An ex-convict allegedly tied to the Aryan Brotherhood was acquitted Wednesday of the eight-year-old murder of a Long Beach man whose kneecap had been shot off--a shooting style police claim is the "calling card" of the white racist prison gang.
After the verdict was read in Orange County Superior Court in Santa Ana, Joseph Michael O'Rourke, 35, who was in custody but dressed in a dark blue suit, grabbed his wife and mother across the front row railing of the courtroom and hugged them. Deputy Dist. Atty. Tom Goethals, stunned by the verdict, left without speaking to anyone, including jurors who had wanted to talk to him.
Arrested Last Year
O'Rourke and Terrence J. Cosgrove, 36, were arrested last year and charged with the murder of an acquaintance, Ricky Helt, whose body was found in a car parked at the Huntington Beach Central Library on Oct. 9, 1977. Prosecutors claimed that O'Rourke killed Helt after questioning him about some drugs allegedly stolen from O'Rourke's girlfriend.
Even though O'Rourke was out of prison, police believe he was still tied to the Aryan Brotherhood from a previous prison term.
Cosgrove, whose trial is pending, is accused of aiding and abetting O'Rourke.
O'Rourke had been a suspect in the shooting almost from the time Helt's body was found. Ten days after Helt's slaying, O'Rourke was arrested on charges of assaulting a police officer while attempting to steal a van. He was convicted in the van incident and sent to prison for five years.

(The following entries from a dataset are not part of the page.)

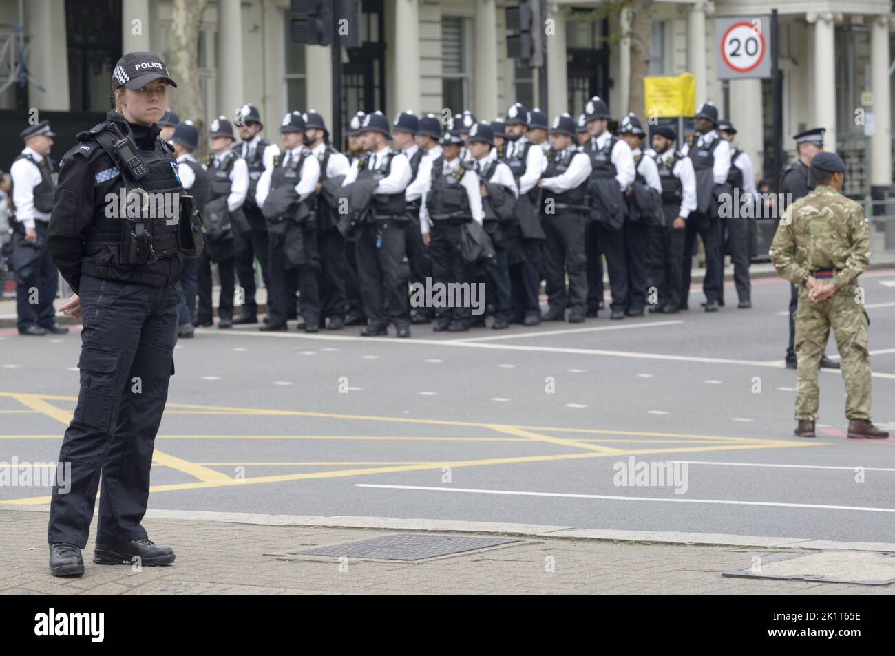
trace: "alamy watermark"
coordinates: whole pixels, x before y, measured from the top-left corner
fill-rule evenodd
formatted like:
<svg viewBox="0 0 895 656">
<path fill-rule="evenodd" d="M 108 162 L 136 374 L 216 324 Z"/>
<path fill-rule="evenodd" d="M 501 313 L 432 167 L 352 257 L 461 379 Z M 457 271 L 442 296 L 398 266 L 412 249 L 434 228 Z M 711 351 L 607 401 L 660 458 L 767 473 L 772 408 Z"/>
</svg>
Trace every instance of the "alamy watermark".
<svg viewBox="0 0 895 656">
<path fill-rule="evenodd" d="M 686 463 L 679 461 L 619 460 L 612 465 L 617 488 L 674 488 L 675 494 L 686 494 L 688 486 Z"/>
<path fill-rule="evenodd" d="M 433 283 L 430 277 L 425 283 L 410 285 L 412 308 L 472 308 L 473 314 L 484 314 L 484 283 Z"/>
<path fill-rule="evenodd" d="M 12 463 L 0 461 L 0 488 L 48 488 L 54 483 L 60 494 L 71 490 L 72 463 L 20 463 L 17 456 Z"/>
</svg>

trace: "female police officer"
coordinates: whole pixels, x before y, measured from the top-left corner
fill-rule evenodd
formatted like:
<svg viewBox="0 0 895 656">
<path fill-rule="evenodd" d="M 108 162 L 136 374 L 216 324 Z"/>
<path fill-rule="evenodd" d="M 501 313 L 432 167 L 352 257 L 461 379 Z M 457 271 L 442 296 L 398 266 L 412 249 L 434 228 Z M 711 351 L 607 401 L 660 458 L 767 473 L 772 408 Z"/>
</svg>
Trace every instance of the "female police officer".
<svg viewBox="0 0 895 656">
<path fill-rule="evenodd" d="M 53 260 L 75 291 L 62 310 L 83 323 L 81 393 L 59 453 L 47 530 L 57 576 L 83 574 L 100 471 L 93 562 L 175 558 L 148 539 L 141 520 L 174 373 L 180 209 L 171 203 L 184 192 L 156 122 L 168 85 L 176 85 L 149 52 L 125 55 L 112 78 L 115 111 L 78 134 L 63 158 L 49 225 Z"/>
</svg>

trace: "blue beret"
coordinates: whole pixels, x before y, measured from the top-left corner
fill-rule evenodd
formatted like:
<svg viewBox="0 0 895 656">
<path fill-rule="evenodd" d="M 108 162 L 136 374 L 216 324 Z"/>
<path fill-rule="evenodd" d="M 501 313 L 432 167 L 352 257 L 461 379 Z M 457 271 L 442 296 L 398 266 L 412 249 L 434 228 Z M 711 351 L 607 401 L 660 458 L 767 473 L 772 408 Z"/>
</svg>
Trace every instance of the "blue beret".
<svg viewBox="0 0 895 656">
<path fill-rule="evenodd" d="M 811 158 L 811 166 L 830 173 L 845 173 L 845 162 L 836 153 L 819 152 Z"/>
</svg>

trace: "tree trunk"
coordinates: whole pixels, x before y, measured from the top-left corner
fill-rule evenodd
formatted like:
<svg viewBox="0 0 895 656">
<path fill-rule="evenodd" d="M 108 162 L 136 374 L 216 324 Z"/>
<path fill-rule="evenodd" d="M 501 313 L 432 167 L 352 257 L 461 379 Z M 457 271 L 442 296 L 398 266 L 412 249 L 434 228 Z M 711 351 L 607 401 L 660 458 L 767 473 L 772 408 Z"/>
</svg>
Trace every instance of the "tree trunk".
<svg viewBox="0 0 895 656">
<path fill-rule="evenodd" d="M 631 0 L 631 80 L 628 86 L 627 106 L 644 124 L 644 78 L 650 74 L 650 44 L 652 41 L 653 0 Z"/>
<path fill-rule="evenodd" d="M 199 31 L 208 0 L 174 0 L 171 32 L 165 63 L 177 88 L 169 98 L 169 108 L 181 121 L 190 119 L 199 129 L 200 149 L 205 144 L 205 103 L 199 83 Z"/>
</svg>

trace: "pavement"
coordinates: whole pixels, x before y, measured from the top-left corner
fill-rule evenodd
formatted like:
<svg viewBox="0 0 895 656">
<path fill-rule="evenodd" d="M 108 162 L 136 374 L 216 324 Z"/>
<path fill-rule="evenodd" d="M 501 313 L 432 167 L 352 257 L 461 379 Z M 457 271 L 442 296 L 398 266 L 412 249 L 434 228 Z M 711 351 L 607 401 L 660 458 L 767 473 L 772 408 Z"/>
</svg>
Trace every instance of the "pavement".
<svg viewBox="0 0 895 656">
<path fill-rule="evenodd" d="M 874 417 L 893 429 L 895 269 L 861 284 Z M 788 295 L 756 278 L 751 310 L 729 282 L 717 314 L 695 289 L 677 315 L 406 340 L 199 329 L 175 350 L 144 523 L 177 560 L 134 577 L 89 546 L 75 581 L 47 572 L 37 474 L 76 402 L 78 332 L 0 329 L 0 461 L 35 475 L 0 486 L 0 592 L 891 593 L 722 575 L 895 552 L 895 440 L 845 438 L 839 371 L 821 374 L 818 438 L 792 435 Z M 287 555 L 423 532 L 519 541 L 413 563 Z"/>
<path fill-rule="evenodd" d="M 47 550 L 42 540 L 47 517 L 45 508 L 0 507 L 0 531 L 6 536 L 0 553 L 0 594 L 823 595 L 893 592 L 891 585 L 722 575 L 754 568 L 756 563 L 811 553 L 804 548 L 648 541 L 673 536 L 644 535 L 640 541 L 550 537 L 563 529 L 507 524 L 498 532 L 493 524 L 468 523 L 464 527 L 453 525 L 454 531 L 430 528 L 426 532 L 494 536 L 512 541 L 445 558 L 394 562 L 290 552 L 384 535 L 416 534 L 425 531 L 422 523 L 353 520 L 367 523 L 369 519 L 371 524 L 400 527 L 378 530 L 338 525 L 352 521 L 346 518 L 158 510 L 150 510 L 143 524 L 158 544 L 175 546 L 176 559 L 172 565 L 94 565 L 89 545 L 83 552 L 84 575 L 58 578 L 47 571 Z"/>
</svg>

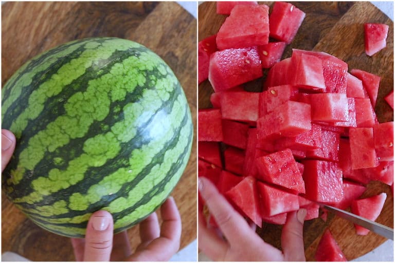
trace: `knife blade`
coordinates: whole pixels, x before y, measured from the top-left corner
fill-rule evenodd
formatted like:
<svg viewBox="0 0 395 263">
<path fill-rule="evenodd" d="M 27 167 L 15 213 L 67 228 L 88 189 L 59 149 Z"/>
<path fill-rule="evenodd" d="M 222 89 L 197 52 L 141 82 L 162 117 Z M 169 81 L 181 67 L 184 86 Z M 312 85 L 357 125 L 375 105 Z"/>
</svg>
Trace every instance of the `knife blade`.
<svg viewBox="0 0 395 263">
<path fill-rule="evenodd" d="M 337 208 L 323 204 L 320 204 L 320 205 L 346 220 L 369 229 L 388 239 L 393 240 L 393 229 L 390 228 Z"/>
</svg>

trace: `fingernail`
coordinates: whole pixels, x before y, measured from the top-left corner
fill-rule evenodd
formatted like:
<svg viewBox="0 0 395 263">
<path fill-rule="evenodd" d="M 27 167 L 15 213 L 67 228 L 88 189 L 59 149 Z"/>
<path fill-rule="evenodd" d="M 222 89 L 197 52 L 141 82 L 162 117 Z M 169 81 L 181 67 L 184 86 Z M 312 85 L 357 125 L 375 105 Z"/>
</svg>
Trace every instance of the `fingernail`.
<svg viewBox="0 0 395 263">
<path fill-rule="evenodd" d="M 8 150 L 13 143 L 12 140 L 2 134 L 2 152 Z"/>
<path fill-rule="evenodd" d="M 304 208 L 301 208 L 296 213 L 296 218 L 300 223 L 302 224 L 304 222 L 304 218 L 306 217 L 307 210 Z"/>
<path fill-rule="evenodd" d="M 105 216 L 95 216 L 92 218 L 92 227 L 96 231 L 107 229 L 110 224 L 110 218 Z"/>
</svg>

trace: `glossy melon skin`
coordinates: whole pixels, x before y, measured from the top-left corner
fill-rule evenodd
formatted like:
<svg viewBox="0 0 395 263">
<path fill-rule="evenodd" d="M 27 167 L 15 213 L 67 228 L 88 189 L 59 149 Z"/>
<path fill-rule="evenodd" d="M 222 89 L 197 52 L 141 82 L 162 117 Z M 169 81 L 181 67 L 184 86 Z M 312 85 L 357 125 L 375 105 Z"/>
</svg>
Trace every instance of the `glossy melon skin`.
<svg viewBox="0 0 395 263">
<path fill-rule="evenodd" d="M 138 223 L 188 161 L 193 125 L 182 87 L 135 42 L 59 46 L 27 62 L 2 92 L 2 127 L 17 140 L 4 191 L 52 232 L 83 237 L 99 210 L 111 213 L 115 233 Z"/>
</svg>

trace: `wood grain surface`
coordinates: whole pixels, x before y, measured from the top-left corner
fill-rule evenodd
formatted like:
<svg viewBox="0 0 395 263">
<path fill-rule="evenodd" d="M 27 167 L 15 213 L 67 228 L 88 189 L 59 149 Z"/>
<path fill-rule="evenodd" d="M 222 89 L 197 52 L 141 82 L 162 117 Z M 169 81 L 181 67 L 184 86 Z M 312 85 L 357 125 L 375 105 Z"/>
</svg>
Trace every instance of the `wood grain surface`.
<svg viewBox="0 0 395 263">
<path fill-rule="evenodd" d="M 272 9 L 272 2 L 262 2 Z M 380 122 L 393 120 L 393 111 L 383 97 L 393 89 L 393 23 L 369 2 L 293 2 L 305 13 L 306 17 L 293 42 L 286 48 L 282 59 L 291 57 L 292 48 L 328 52 L 348 64 L 353 68 L 366 70 L 381 77 L 375 111 Z M 226 16 L 217 14 L 214 2 L 205 2 L 199 7 L 198 40 L 218 32 Z M 372 57 L 365 53 L 364 23 L 380 23 L 389 26 L 387 47 Z M 260 91 L 264 77 L 247 83 L 245 89 Z M 212 87 L 206 81 L 199 86 L 199 109 L 211 107 L 210 95 Z M 393 198 L 389 186 L 372 182 L 362 197 L 382 192 L 387 194 L 384 208 L 376 221 L 393 228 Z M 351 260 L 371 251 L 385 238 L 372 232 L 365 236 L 355 234 L 351 223 L 329 214 L 327 222 L 320 218 L 307 221 L 304 226 L 305 253 L 308 260 L 314 255 L 324 231 L 329 228 L 346 257 Z M 263 239 L 281 248 L 281 227 L 265 224 L 257 233 Z M 388 251 L 393 254 L 393 251 Z"/>
<path fill-rule="evenodd" d="M 2 84 L 39 53 L 74 40 L 115 36 L 146 46 L 173 69 L 195 127 L 196 21 L 172 2 L 7 2 L 2 8 Z M 195 130 L 196 129 L 195 128 Z M 182 216 L 182 248 L 196 237 L 195 134 L 189 162 L 172 193 Z M 36 226 L 2 195 L 2 251 L 34 261 L 74 261 L 69 238 Z M 128 230 L 134 249 L 138 228 Z"/>
</svg>

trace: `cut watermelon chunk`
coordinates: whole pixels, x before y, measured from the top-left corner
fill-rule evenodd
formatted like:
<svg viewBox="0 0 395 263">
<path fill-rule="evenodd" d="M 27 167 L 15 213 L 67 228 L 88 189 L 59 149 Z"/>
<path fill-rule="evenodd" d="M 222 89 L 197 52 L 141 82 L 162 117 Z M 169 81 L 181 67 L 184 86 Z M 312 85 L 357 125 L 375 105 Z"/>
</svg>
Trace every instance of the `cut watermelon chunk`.
<svg viewBox="0 0 395 263">
<path fill-rule="evenodd" d="M 200 141 L 198 156 L 200 159 L 222 168 L 222 162 L 221 160 L 221 153 L 219 143 Z"/>
<path fill-rule="evenodd" d="M 225 159 L 225 168 L 238 175 L 243 174 L 245 153 L 244 151 L 228 147 L 224 152 Z"/>
<path fill-rule="evenodd" d="M 368 93 L 370 102 L 371 102 L 372 106 L 374 108 L 376 106 L 377 94 L 379 92 L 379 87 L 381 78 L 379 76 L 361 69 L 352 69 L 351 73 L 362 81 L 364 88 Z"/>
<path fill-rule="evenodd" d="M 257 122 L 258 138 L 270 139 L 280 136 L 296 136 L 311 129 L 311 106 L 288 101 Z"/>
<path fill-rule="evenodd" d="M 245 123 L 222 120 L 223 142 L 229 145 L 245 149 L 249 126 Z"/>
<path fill-rule="evenodd" d="M 255 178 L 245 177 L 240 183 L 226 192 L 231 202 L 260 228 L 262 226 L 259 197 Z"/>
<path fill-rule="evenodd" d="M 306 197 L 326 203 L 339 202 L 343 198 L 342 170 L 334 162 L 316 160 L 304 160 L 303 179 Z"/>
<path fill-rule="evenodd" d="M 263 75 L 256 47 L 217 51 L 210 57 L 208 80 L 214 91 L 223 91 Z"/>
<path fill-rule="evenodd" d="M 349 133 L 352 169 L 378 166 L 373 128 L 350 128 Z"/>
<path fill-rule="evenodd" d="M 258 118 L 259 93 L 248 91 L 221 92 L 223 119 L 255 123 Z"/>
<path fill-rule="evenodd" d="M 269 68 L 279 62 L 285 46 L 285 42 L 270 42 L 266 45 L 259 46 L 258 51 L 261 56 L 262 67 Z"/>
<path fill-rule="evenodd" d="M 354 200 L 351 203 L 351 212 L 372 221 L 375 221 L 383 210 L 387 194 L 385 193 L 367 198 Z M 365 236 L 369 230 L 355 224 L 357 235 Z"/>
<path fill-rule="evenodd" d="M 328 229 L 324 233 L 317 247 L 315 260 L 319 261 L 347 261 L 346 256 Z"/>
<path fill-rule="evenodd" d="M 393 122 L 373 126 L 374 148 L 380 161 L 393 161 Z"/>
<path fill-rule="evenodd" d="M 290 44 L 305 16 L 303 11 L 292 4 L 275 2 L 269 17 L 270 36 Z"/>
<path fill-rule="evenodd" d="M 365 23 L 365 51 L 368 56 L 372 56 L 387 46 L 386 40 L 389 27 L 384 24 Z"/>
<path fill-rule="evenodd" d="M 304 193 L 302 175 L 290 149 L 259 157 L 255 165 L 260 179 L 297 193 Z"/>
<path fill-rule="evenodd" d="M 199 141 L 222 141 L 222 120 L 221 112 L 217 109 L 199 110 Z"/>
<path fill-rule="evenodd" d="M 262 217 L 272 216 L 299 209 L 298 196 L 258 181 Z"/>
<path fill-rule="evenodd" d="M 236 5 L 257 5 L 256 1 L 218 1 L 217 2 L 217 13 L 230 14 L 230 11 Z"/>
<path fill-rule="evenodd" d="M 269 43 L 269 7 L 235 6 L 217 34 L 220 50 L 266 45 Z"/>
</svg>

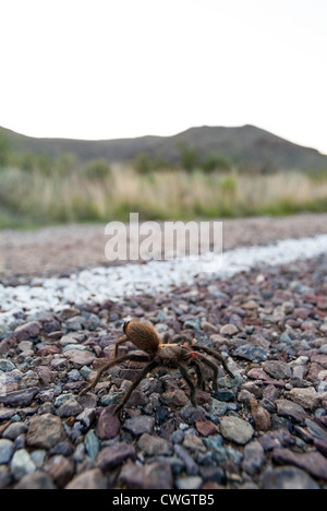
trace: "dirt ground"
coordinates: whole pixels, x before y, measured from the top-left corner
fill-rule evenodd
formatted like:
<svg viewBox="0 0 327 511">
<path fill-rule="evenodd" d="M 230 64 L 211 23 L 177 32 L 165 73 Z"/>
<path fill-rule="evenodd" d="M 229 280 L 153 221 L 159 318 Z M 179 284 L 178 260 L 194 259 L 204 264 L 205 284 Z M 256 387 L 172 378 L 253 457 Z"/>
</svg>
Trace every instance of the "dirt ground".
<svg viewBox="0 0 327 511">
<path fill-rule="evenodd" d="M 279 239 L 327 234 L 327 214 L 228 219 L 222 225 L 226 251 L 241 246 L 268 245 Z M 2 230 L 0 282 L 15 285 L 33 276 L 68 274 L 84 268 L 108 265 L 110 263 L 105 255 L 108 239 L 105 225 L 66 225 L 33 231 Z"/>
</svg>

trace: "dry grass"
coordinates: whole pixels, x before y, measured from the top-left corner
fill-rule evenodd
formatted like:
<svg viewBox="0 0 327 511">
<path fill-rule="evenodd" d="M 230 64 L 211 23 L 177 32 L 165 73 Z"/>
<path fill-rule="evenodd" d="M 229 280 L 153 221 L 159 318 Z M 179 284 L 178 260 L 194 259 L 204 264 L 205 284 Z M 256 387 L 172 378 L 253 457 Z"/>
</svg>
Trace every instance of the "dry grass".
<svg viewBox="0 0 327 511">
<path fill-rule="evenodd" d="M 69 222 L 191 219 L 284 215 L 327 211 L 327 178 L 300 171 L 267 176 L 192 174 L 160 170 L 138 175 L 113 166 L 90 179 L 75 169 L 43 175 L 17 168 L 0 170 L 0 227 L 32 227 Z"/>
</svg>

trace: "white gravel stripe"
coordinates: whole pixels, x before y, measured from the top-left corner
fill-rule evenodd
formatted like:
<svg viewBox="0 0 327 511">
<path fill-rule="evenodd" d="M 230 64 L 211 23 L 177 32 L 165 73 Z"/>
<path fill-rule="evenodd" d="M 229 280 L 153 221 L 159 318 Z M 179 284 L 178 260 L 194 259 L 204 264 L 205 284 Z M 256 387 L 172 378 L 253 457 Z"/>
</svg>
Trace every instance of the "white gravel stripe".
<svg viewBox="0 0 327 511">
<path fill-rule="evenodd" d="M 208 263 L 203 254 L 196 260 L 150 261 L 84 270 L 64 278 L 35 278 L 32 286 L 4 287 L 0 284 L 0 326 L 11 323 L 19 312 L 36 316 L 44 310 L 59 311 L 75 304 L 120 300 L 140 293 L 169 293 L 174 286 L 192 284 L 195 275 L 204 271 L 225 277 L 262 264 L 286 264 L 326 252 L 327 235 L 322 235 L 227 251 L 221 269 L 214 272 L 217 265 Z"/>
</svg>

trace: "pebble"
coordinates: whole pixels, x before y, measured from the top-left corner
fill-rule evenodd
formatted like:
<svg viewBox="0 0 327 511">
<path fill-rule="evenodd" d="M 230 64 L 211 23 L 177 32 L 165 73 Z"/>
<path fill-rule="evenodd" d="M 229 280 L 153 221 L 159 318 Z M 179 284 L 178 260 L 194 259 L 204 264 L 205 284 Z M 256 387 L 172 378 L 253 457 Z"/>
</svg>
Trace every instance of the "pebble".
<svg viewBox="0 0 327 511">
<path fill-rule="evenodd" d="M 107 489 L 107 480 L 100 468 L 92 468 L 76 475 L 64 489 Z"/>
<path fill-rule="evenodd" d="M 14 444 L 10 440 L 0 439 L 0 465 L 7 465 L 14 453 Z"/>
<path fill-rule="evenodd" d="M 60 417 L 51 414 L 35 415 L 29 423 L 26 436 L 27 445 L 37 449 L 51 449 L 65 438 Z"/>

In 1979 Ken Waterman, under arrest on bank robbery charges, told police he had participated with O'Rourke and Cosgrove in killing Helt.
O'Rourke was not arrested then because police could not verify Waterman's story. But last year two state prison inmates--Michael Thompson and Steve Barnes--told police that O'Rourke had told them that he killed Helt. That led to the arrests of O'Rourke and Cosgrove last December.
Treatise on Brotherhood
O'Rourke's four-week trial became a treatise for jurors on the inner workings of the Aryan Brotherhood, with details presented by both the defense and the prosecution.
Thompson, a former leader of the gang still in prison on a murder conviction, described how the Aryan Brotherhood had ordered the death of Barnes' father because Barnes had testified against a gang member. O'Rourke's attorney, Robert Chatterton, brought in evidence of gang members testifying in half a dozen different murder cases in which gang members were defendants.
One woman juror, who did not want to be named, left the courtroom in tears. She said later, after calming down, that it had been an emotional trial for her.
"I guess I should have known that things like the Aryan Brotherhood existed," she said. "But I've always blocked things like that from my mind."
Some jurors said the three key prosecution witnesses--Thompson, Barnes and Waterman, who all had ties to the Aryan Brotherhood--lacked credibility as witnesses because of their criminal records and their demeanor on the witness stand.
"We thought there was strong evidence that Mr. O'Rourke was guilty," said jury foreman Patrick A. Long of Santa Ana. "But there was evidence it could have happened another way, too. We just couldn't get past 'reasonable doubt.' " Judges in California instruct juries they must find defendants guilty beyond a reasonable doubt before returning a guilty verdict.
Jurors said they thought prosecutor Goethals had done an excellent job, but that his case was hurt by the type of witnesses he had.
"Look what we had to work with," said juror Michael Watkins of Huntington Beach. "As prosecution witnesses were a parade of murderers, robbers and thieves. What a messy, messy case."
Several jurors agreed that defense attorney Chatterton's extensive homework on the Aryan Brotherhood and the backgrounds of the prosecution witnesses helped sway them in O'Rourke's favor.
Cosgrove Case Linked
Goethals had said before the verdict that an acquittal of O'Rourke could affect the pending prosecution of Cosgrove. The prosecutor was unavailable to comment on it after the verdict, but Chatterton predicted the case against Cosgrove would be dismissed.
O'Rourke's mother, Marguerite O'Rourke, said his family was planning a huge celebration for him.
"I've known from the beginning he was innocent," she said. "He has never lied to me, not since he was this high (indicating a small child)."
O'Rourke's wife, Mary, said he had a marine maintenance business before he was arrested. "Everything is gone. This trial has been a tremendous financial drain on us."
Family members refuse to say whether O'Rourke was a member of the Aryan Brotherhood. Chatterton said O'Rourke probably associated with Aryan Brotherhood members as a means of survival. Chatterton quoted former gang member Thompson, who testified that inmates joined the gang because "in here, you are either the predator, or the one preyed upon."